Existing face privacy protection methods are vulnerable to inversion attacks due to insufficient control over transform reversibility, often leading to identity leakage. This work proposes the ARFP framework, which for the first time integrates key-sensitive reversibility with robustness against recovery attacks. By introducing key-conditioned manifold binding, adversarial recovery-aware training, and a nonce-based authorized reversibility mechanism, ARFP establishes an asymmetric privacy defense architecture with tampering awareness. Experimental results demonstrate that the proposed method effectively resists diverse recovery attacks while enabling authorized users to reconstruct identities with high fidelity, thereby significantly enhancing both the security and controllability of face privacy preservation.

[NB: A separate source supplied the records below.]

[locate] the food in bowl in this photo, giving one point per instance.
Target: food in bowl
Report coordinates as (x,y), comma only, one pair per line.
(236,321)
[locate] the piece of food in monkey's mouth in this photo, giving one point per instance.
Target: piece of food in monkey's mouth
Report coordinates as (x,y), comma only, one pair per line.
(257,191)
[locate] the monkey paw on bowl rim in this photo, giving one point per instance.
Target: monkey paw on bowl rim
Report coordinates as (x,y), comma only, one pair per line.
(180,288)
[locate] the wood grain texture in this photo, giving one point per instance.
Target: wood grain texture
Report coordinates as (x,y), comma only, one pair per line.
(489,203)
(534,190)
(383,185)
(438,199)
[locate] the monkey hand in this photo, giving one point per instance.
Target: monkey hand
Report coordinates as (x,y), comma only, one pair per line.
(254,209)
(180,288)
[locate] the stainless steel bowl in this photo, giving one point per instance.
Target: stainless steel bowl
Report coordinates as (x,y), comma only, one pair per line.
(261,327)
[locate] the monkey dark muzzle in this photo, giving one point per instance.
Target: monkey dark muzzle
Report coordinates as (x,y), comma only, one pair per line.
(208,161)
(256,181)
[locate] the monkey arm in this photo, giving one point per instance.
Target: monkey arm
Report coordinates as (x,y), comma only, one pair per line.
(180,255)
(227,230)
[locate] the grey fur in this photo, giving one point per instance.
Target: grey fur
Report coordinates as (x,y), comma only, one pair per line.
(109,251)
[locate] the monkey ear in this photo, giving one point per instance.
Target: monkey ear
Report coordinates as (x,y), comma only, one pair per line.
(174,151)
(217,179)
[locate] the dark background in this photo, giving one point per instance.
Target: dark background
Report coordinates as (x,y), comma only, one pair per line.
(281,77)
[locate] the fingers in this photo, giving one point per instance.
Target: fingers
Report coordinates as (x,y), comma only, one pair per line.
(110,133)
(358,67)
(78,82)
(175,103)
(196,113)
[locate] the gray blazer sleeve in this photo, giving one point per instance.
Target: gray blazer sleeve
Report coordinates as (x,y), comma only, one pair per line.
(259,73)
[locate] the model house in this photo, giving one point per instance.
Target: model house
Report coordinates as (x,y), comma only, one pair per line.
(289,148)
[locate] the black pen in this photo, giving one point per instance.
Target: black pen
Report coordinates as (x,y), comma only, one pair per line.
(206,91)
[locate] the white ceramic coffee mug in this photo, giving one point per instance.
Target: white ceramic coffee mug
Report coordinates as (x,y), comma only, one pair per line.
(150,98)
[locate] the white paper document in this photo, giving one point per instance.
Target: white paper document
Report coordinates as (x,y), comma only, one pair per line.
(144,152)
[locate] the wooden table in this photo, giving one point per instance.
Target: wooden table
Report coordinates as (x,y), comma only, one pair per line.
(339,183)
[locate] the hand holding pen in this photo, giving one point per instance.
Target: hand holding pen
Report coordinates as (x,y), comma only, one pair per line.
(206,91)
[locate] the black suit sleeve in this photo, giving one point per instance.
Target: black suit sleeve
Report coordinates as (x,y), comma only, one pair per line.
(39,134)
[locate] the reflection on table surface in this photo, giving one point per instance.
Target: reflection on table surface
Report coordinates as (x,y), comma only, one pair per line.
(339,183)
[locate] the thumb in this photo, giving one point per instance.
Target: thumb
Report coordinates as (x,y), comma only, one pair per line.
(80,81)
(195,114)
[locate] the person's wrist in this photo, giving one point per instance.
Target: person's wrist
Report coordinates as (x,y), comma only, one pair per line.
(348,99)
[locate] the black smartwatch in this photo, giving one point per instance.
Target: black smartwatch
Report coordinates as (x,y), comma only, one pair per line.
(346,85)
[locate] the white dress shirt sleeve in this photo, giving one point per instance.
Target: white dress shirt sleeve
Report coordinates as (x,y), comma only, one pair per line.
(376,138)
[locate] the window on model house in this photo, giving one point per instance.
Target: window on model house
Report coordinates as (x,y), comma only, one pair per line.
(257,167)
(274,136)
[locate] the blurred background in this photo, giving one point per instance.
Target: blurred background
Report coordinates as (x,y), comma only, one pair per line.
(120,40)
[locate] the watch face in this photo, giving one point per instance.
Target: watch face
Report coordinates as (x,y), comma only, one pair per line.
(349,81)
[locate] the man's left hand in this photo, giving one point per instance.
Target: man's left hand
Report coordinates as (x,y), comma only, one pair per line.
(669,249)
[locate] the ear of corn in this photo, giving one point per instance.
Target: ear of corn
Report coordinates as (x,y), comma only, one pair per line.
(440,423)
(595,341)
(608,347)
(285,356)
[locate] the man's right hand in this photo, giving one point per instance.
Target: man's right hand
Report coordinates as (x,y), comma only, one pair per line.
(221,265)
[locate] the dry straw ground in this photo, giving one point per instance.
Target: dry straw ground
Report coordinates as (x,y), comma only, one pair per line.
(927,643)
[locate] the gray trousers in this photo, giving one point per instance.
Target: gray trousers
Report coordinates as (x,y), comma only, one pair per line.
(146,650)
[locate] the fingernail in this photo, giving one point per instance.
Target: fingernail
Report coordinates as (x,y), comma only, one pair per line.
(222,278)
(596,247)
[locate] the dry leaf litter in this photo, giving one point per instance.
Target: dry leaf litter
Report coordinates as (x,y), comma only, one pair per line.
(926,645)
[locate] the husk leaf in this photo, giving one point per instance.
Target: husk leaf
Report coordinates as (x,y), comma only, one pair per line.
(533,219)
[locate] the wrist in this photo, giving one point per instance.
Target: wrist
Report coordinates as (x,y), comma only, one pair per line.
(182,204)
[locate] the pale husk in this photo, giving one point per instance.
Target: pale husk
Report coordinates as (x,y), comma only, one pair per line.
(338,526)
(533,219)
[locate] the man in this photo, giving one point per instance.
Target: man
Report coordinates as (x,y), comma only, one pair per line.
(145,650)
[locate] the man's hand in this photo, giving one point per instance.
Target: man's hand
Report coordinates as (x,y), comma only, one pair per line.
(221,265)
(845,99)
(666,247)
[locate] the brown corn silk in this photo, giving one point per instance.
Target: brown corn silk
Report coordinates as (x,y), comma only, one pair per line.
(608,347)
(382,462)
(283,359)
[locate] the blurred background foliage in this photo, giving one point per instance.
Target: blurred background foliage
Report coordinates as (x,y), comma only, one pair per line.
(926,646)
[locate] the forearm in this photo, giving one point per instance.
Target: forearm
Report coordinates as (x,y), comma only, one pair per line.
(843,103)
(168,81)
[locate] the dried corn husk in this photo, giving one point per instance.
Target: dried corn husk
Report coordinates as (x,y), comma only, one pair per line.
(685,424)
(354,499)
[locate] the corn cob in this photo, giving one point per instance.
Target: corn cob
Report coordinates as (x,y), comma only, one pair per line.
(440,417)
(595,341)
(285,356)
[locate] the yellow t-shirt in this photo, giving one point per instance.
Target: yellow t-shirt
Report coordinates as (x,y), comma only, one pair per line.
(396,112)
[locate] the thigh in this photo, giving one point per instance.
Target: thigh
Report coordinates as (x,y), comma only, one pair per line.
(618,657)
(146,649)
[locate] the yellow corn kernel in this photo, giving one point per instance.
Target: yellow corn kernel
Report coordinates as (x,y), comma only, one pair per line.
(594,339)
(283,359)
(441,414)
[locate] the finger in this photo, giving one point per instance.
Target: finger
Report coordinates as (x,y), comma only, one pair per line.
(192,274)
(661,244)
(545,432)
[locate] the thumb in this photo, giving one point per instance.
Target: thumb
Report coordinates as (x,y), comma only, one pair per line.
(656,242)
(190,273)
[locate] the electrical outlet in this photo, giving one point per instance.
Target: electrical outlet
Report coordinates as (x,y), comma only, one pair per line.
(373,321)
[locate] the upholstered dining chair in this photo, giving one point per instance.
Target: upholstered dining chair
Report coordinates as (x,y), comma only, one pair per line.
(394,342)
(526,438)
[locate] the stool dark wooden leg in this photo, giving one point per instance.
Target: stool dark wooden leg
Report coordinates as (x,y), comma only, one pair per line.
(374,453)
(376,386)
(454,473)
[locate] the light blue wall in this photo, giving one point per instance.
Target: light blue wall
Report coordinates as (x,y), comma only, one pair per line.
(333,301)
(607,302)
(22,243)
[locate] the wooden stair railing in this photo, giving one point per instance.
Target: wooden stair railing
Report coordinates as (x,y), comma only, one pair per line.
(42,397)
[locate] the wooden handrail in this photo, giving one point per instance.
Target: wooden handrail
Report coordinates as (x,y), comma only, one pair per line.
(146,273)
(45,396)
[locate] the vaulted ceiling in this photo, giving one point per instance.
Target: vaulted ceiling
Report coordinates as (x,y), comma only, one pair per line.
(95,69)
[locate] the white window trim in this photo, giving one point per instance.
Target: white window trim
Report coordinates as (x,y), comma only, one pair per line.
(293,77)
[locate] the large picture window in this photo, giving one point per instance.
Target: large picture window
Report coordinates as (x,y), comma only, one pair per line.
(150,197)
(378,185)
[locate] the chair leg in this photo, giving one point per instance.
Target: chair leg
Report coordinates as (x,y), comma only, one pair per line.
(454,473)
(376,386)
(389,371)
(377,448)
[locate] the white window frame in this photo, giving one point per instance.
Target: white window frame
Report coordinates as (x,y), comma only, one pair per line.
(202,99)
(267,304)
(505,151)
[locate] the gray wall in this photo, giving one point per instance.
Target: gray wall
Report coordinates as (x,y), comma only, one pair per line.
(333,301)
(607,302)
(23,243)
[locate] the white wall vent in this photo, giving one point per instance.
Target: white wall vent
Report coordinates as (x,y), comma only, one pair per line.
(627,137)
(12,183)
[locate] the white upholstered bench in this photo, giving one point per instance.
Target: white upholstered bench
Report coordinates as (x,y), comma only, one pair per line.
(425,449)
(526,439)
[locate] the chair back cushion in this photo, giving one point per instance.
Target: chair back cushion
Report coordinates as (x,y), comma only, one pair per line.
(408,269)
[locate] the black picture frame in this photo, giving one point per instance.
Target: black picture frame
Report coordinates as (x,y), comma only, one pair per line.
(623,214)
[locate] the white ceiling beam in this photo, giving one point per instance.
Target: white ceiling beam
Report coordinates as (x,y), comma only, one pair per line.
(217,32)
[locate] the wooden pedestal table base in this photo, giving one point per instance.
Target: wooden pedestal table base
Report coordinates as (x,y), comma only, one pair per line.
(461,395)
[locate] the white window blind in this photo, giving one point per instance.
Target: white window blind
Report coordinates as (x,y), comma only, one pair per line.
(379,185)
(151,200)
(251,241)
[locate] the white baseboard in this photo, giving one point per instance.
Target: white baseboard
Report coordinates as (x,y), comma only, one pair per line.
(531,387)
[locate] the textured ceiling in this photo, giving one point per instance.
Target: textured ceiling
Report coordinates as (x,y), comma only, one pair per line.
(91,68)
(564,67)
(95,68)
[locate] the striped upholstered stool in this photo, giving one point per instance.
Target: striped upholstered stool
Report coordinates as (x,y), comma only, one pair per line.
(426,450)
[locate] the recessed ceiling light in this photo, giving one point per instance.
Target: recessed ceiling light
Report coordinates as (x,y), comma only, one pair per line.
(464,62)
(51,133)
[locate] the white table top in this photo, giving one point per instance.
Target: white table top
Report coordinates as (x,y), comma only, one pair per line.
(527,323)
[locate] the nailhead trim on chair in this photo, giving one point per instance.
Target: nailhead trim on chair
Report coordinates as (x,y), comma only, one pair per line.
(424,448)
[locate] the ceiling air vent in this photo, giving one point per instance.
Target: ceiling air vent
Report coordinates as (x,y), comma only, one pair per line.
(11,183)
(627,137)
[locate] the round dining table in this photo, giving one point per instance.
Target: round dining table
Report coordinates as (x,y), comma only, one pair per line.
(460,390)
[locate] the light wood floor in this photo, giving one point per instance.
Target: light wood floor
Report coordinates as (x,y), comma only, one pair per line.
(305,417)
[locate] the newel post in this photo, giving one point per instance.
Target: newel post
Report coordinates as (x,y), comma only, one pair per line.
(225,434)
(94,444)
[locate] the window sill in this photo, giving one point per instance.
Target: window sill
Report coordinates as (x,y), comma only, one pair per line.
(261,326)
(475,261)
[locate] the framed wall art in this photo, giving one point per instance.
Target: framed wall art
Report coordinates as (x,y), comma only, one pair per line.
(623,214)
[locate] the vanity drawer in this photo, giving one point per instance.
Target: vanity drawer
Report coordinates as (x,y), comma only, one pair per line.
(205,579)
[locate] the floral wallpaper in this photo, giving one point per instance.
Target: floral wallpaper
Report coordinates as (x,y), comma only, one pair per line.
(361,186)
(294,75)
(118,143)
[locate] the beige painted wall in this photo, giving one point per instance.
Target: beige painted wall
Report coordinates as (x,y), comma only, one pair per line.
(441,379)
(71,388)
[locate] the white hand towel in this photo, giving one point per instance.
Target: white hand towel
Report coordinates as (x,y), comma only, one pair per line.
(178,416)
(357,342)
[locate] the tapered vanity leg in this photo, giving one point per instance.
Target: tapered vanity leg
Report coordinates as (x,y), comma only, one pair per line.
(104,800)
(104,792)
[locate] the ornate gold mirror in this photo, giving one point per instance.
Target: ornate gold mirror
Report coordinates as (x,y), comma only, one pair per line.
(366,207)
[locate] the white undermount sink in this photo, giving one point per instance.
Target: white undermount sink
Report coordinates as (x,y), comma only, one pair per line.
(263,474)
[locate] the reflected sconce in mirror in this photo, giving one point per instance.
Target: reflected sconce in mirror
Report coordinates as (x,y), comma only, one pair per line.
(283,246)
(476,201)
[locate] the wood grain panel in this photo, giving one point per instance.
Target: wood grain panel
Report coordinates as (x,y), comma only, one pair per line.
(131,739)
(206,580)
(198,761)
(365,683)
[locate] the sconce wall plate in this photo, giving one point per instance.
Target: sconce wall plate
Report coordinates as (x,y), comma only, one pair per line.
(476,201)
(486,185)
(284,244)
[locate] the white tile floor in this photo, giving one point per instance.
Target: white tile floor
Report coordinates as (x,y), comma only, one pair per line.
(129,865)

Face Recognition systems are widely deployed in real-world applications, but they also raise privacy concerns due to unauthorized collection and misuse of facial data. Existing adversarial privacy protection methods rely on input-space perturbations to obfuscate identity information, yet their protection can degrade when adversaries learn restoration or purification mappings that partially invert the transformation. We study this setting as an asymmetric adversarial attack, in which reverse manipulation becomes feasible because existing defense paradigms do not control reversibility. To address this problem, we propose Asymmetric Reversible Face Protection (ARFP), a restoration-aware extension of personalized face cloaking that integrates privacy protection, keyed recovery, and tamper indication in a single framework. ARFP consists of three components: Key-Conditioned Manifold Binding, which ties the protection transformation to a user-provided key; Adversarial Restoration-Aware Training, which introduces a surrogate restoration adversary during training to improve robustness against evaluated inverse purification attacks; and Authorized Reversible Restoration, which supports recovery with the correct key while providing nonce-based tamper indication. Extensive experiments under the threat models considered in this work show that ARFP improves resistance to the evaluated restoration attacks while preserving authorized recovery utility. These results provide empirical evidence of key-sensitive recovery behavior and tamper awareness in the tested settings.